Cargo traffic through the Port of Toledo declined for a second consecutive year in 2009, with steel and steel-related freight leading the 8.75 percent drop.
Iron ore, the primary ingredient for steel production, fell to less than 2.9 million tons last year, down 39 percent from 2008, according to year-end statistics released by the Toledo-Lucas County Port Authority. Total cargo tonnage was off by nearly 1 million tons, from nearly 11 million tons in 2008 to about 10 million tons last year.
Only nine oceangoing vessels visited the Toledo docks during the year, the lowest count since 1947, a dozen years before the St. Lawrence Seaway opened.
As recently as 1989, 100 or more so-called salty visits per year were the norm in Toledo, but the last year for that amount was 1994, when 116 salty dockings were logged.
The drop from 38 salties in 2007 to 22 the next year and nine last year was a result of lower steel imports throughout the Great Lakes, said Joe Cappel, the port authority's senior manager of seaport business development.
That also meant fewer ships in the system to handle outbound cargo, such as grain, Mr. Cappel said. But grain rebounded locally from a "dismal" 2008, he said, thanks both to Kraft Foods' full-year operation of a new marine terminal at its flour mill on Front Street in East Toledo and to higher volume at Maumee River elevators.
Mr. Cappel and Seaport Director Warren McCrimmon both were optimistic about a port rebound during 2010.
"Some of our terminals are bullish on the coming season," Mr. McCrimmon said, naming the Kraft facility and Kuhlman Corp., which receives construction materials by water.
Mr. Cappel, meanwhile, said the installation this year of cranes at the port-owned docks should be a boon to business.
"We're going to be out marketing our new equipment this winter to potential shippers," the business development manager said. "We hope that gives us a leg up on the competition."
Last year, general cargo business at the port-owned international cargo docks fell 42.2 percent, mostly because of steel's decline. It was kept from falling further by aluminum traffic attributable to Toledo having gained a listing as a London Metals Exchange delivery point.

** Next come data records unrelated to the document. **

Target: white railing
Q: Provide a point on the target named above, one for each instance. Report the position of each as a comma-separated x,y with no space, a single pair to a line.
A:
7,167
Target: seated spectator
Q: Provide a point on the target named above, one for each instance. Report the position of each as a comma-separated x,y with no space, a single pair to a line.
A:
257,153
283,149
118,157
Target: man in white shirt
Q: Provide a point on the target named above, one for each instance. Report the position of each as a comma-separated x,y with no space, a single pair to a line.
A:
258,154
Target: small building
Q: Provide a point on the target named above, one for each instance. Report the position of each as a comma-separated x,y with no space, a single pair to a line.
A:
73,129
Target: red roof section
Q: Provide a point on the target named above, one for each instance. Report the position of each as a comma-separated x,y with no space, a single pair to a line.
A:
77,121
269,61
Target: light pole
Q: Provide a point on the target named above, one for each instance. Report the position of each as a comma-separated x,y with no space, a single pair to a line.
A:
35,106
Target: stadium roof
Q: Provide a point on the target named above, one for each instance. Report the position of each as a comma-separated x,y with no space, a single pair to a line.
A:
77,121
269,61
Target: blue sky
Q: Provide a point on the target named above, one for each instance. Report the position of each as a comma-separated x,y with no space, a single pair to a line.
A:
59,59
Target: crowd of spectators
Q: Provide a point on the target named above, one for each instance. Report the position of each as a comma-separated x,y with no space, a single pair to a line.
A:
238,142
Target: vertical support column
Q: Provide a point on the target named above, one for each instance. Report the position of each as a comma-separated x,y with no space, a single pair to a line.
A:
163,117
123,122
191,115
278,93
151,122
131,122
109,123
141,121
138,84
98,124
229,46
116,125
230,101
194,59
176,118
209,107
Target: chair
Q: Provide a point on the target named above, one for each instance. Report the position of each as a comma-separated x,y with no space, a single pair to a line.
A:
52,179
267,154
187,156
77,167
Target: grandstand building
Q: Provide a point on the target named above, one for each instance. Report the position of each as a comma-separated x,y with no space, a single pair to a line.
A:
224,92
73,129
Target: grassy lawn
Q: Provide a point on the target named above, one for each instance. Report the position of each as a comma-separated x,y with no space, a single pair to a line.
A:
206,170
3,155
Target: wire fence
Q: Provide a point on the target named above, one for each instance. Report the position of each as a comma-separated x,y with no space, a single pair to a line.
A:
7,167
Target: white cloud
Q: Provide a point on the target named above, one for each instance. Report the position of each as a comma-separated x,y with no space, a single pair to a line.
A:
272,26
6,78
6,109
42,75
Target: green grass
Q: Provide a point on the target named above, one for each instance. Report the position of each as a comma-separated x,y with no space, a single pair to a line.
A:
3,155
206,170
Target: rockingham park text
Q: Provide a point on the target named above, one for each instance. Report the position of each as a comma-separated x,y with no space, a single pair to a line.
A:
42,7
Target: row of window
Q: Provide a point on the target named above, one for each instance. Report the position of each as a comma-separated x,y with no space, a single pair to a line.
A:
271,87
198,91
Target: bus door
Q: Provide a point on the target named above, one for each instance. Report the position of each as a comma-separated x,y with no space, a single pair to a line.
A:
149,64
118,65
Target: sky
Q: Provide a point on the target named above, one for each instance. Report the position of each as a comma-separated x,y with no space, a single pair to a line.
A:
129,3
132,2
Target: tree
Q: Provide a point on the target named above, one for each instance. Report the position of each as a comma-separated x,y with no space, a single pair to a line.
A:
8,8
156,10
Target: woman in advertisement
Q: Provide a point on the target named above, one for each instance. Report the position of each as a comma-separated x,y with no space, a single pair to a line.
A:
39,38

Petroleum and general cargo also were down, while coal and dry-bulk freight increased last year.
While much of the drop in iron ore resulted from the end of "trans-shipment" cargo at the port-owned international cargo docks, last year's iron-ore volume also was nearly 1 million ton lower than in 2006, the year before such intermediate-destination shipments began.
Reduced iron-ore shipments last year were reflective of the domestic steel industry's lowered production, especially during the first half of 2009.
A significant portion of the U.S. lake-freighter fleet remained idle well into the year, including several vessels that were parked at Toledo wharves until late summer or early fall.
The trans-shipment cargo involved pelletized iron ore brought to Toledo from Minnesota in 1,000-foot lakers, emptied onto the dock, and reloaded into St. Lawrence Seaway-size ships. It was forwarded to the St. Lawrence River, where the ore was transferred once again into ocean freighters.
The unusual cargo movement was supported by robust demand from Chinese steelmakers for imported ore during a massive construction boom in that country during 2007 and 2008.